Loan protection
Benefits include:

- Payoff of remaining loan balance in the event of death.
- Monthly loan payments if a member becomes totally or continuously disabled.
- Eliminate financial hardship for family member in the event of death or disability.
- Payoff the deficiency balance on an auto loan in the event of a total loss on the vehicle.
Loan rates
Published loan rates can be deceiving
Published loan rates are often deceiving because they highlight low interest rates while burying high fees, points, and closing costs that significantly increase the total cost of borrowing. Advertised rates may also be "teaser" rates that adjust upwards later, or require a high credit score not available to most applicants.
Key ways published rates deceive consumers include:
APR vs. Interest Rate: The advertised rate often excludes fees. A higher Annual Percentage Rate (APR) includes both interest and fees, providing a more accurate total cost.
Hidden Fees and Points: Lenders may charge origination fees ranging from 2% to 10% of the loan amount, which are not reflected in the base interest rate.

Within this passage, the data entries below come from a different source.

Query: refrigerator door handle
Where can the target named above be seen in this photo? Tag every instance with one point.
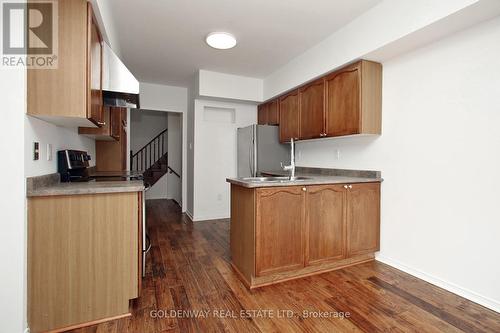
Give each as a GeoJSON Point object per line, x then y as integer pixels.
{"type": "Point", "coordinates": [251, 159]}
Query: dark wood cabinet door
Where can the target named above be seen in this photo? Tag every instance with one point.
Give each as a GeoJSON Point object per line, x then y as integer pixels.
{"type": "Point", "coordinates": [363, 218]}
{"type": "Point", "coordinates": [325, 223]}
{"type": "Point", "coordinates": [279, 230]}
{"type": "Point", "coordinates": [289, 116]}
{"type": "Point", "coordinates": [262, 114]}
{"type": "Point", "coordinates": [116, 122]}
{"type": "Point", "coordinates": [273, 116]}
{"type": "Point", "coordinates": [312, 110]}
{"type": "Point", "coordinates": [343, 102]}
{"type": "Point", "coordinates": [95, 50]}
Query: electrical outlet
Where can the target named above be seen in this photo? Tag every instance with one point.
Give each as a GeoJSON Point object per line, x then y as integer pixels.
{"type": "Point", "coordinates": [49, 152]}
{"type": "Point", "coordinates": [36, 151]}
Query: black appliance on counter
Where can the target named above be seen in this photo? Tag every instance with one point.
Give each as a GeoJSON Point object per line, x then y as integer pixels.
{"type": "Point", "coordinates": [72, 165]}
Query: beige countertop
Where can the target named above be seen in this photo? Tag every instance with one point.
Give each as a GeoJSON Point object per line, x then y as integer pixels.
{"type": "Point", "coordinates": [49, 185]}
{"type": "Point", "coordinates": [314, 177]}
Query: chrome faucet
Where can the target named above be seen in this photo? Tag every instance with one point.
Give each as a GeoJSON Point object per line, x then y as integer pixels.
{"type": "Point", "coordinates": [291, 167]}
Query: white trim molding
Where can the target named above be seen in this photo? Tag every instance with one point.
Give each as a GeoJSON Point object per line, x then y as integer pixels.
{"type": "Point", "coordinates": [451, 287]}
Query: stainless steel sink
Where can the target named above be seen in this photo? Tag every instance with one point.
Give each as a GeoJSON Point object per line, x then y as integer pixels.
{"type": "Point", "coordinates": [274, 179]}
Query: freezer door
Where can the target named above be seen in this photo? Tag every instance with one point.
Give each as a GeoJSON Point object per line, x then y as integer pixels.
{"type": "Point", "coordinates": [270, 152]}
{"type": "Point", "coordinates": [246, 151]}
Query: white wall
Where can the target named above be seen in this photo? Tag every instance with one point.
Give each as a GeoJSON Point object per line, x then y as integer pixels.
{"type": "Point", "coordinates": [439, 154]}
{"type": "Point", "coordinates": [162, 97]}
{"type": "Point", "coordinates": [174, 99]}
{"type": "Point", "coordinates": [60, 138]}
{"type": "Point", "coordinates": [221, 85]}
{"type": "Point", "coordinates": [174, 183]}
{"type": "Point", "coordinates": [381, 31]}
{"type": "Point", "coordinates": [189, 170]}
{"type": "Point", "coordinates": [144, 126]}
{"type": "Point", "coordinates": [12, 203]}
{"type": "Point", "coordinates": [215, 155]}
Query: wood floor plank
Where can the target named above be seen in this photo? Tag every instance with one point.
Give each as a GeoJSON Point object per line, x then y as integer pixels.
{"type": "Point", "coordinates": [188, 268]}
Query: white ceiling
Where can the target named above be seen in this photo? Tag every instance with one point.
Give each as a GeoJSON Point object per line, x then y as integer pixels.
{"type": "Point", "coordinates": [163, 41]}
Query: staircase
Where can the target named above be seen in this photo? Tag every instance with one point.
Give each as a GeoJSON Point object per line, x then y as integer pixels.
{"type": "Point", "coordinates": [152, 159]}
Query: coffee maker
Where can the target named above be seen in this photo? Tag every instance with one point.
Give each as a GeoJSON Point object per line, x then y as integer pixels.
{"type": "Point", "coordinates": [72, 165]}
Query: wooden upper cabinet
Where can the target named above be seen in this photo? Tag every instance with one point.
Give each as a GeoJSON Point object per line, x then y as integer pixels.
{"type": "Point", "coordinates": [262, 114]}
{"type": "Point", "coordinates": [111, 155]}
{"type": "Point", "coordinates": [268, 113]}
{"type": "Point", "coordinates": [312, 108]}
{"type": "Point", "coordinates": [273, 116]}
{"type": "Point", "coordinates": [289, 116]}
{"type": "Point", "coordinates": [325, 220]}
{"type": "Point", "coordinates": [116, 119]}
{"type": "Point", "coordinates": [363, 219]}
{"type": "Point", "coordinates": [353, 103]}
{"type": "Point", "coordinates": [279, 229]}
{"type": "Point", "coordinates": [71, 94]}
{"type": "Point", "coordinates": [111, 130]}
{"type": "Point", "coordinates": [95, 49]}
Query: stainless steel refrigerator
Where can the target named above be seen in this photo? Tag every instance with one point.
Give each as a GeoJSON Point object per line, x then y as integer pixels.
{"type": "Point", "coordinates": [259, 150]}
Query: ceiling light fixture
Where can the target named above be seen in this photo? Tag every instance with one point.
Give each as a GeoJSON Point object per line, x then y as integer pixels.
{"type": "Point", "coordinates": [221, 40]}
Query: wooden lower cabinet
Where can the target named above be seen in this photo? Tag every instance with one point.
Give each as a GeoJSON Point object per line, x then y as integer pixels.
{"type": "Point", "coordinates": [325, 223]}
{"type": "Point", "coordinates": [279, 230]}
{"type": "Point", "coordinates": [363, 219]}
{"type": "Point", "coordinates": [283, 233]}
{"type": "Point", "coordinates": [83, 259]}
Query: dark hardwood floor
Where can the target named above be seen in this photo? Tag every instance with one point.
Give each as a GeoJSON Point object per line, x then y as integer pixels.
{"type": "Point", "coordinates": [188, 269]}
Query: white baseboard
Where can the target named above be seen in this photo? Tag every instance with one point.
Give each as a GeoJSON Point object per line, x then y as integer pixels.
{"type": "Point", "coordinates": [188, 213]}
{"type": "Point", "coordinates": [451, 287]}
{"type": "Point", "coordinates": [208, 218]}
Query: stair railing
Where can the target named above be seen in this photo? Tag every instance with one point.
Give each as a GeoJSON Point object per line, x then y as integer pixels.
{"type": "Point", "coordinates": [148, 155]}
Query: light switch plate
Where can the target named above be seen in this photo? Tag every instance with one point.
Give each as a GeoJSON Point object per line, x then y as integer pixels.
{"type": "Point", "coordinates": [36, 151]}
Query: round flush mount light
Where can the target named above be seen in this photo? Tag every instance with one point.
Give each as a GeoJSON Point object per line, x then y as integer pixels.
{"type": "Point", "coordinates": [221, 40]}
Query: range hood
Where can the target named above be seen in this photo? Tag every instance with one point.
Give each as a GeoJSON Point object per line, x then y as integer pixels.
{"type": "Point", "coordinates": [120, 87]}
{"type": "Point", "coordinates": [119, 99]}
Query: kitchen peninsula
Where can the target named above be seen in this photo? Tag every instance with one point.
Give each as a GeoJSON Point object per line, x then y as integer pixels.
{"type": "Point", "coordinates": [284, 229]}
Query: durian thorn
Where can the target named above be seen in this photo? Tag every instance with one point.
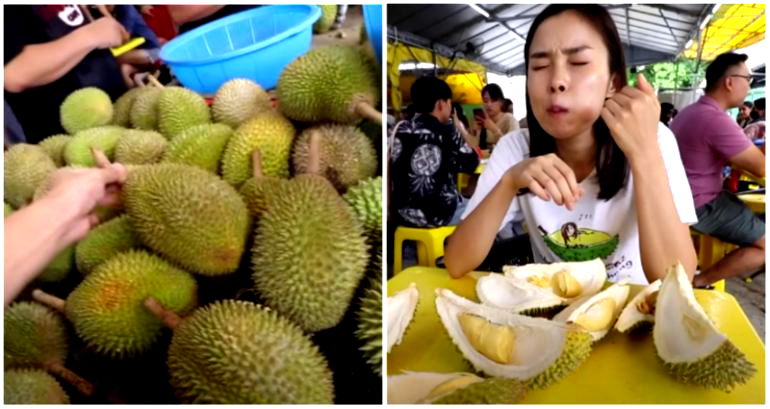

Teaser and Adjustable Rates: Initial rates may be low but can spike over the life of the loan, leading to unmanageable payments.
Balloon Payments: Some loans feature low monthly payments but require a massive, often unaffordable, lump sum payment at the end.
Short-Term High-Cost Loans: Payday loans might show a small fee but actually equate to over 400% APR.
Over-Valued Property/Appraisal Inflation: In mortgages, inflated appraisals allow for excessive fees to be hidden in the loan.
To avoid falling for deceptive rates, borrowers should shop around, compare the APR rather than the interest rate, and look for reputable lenders.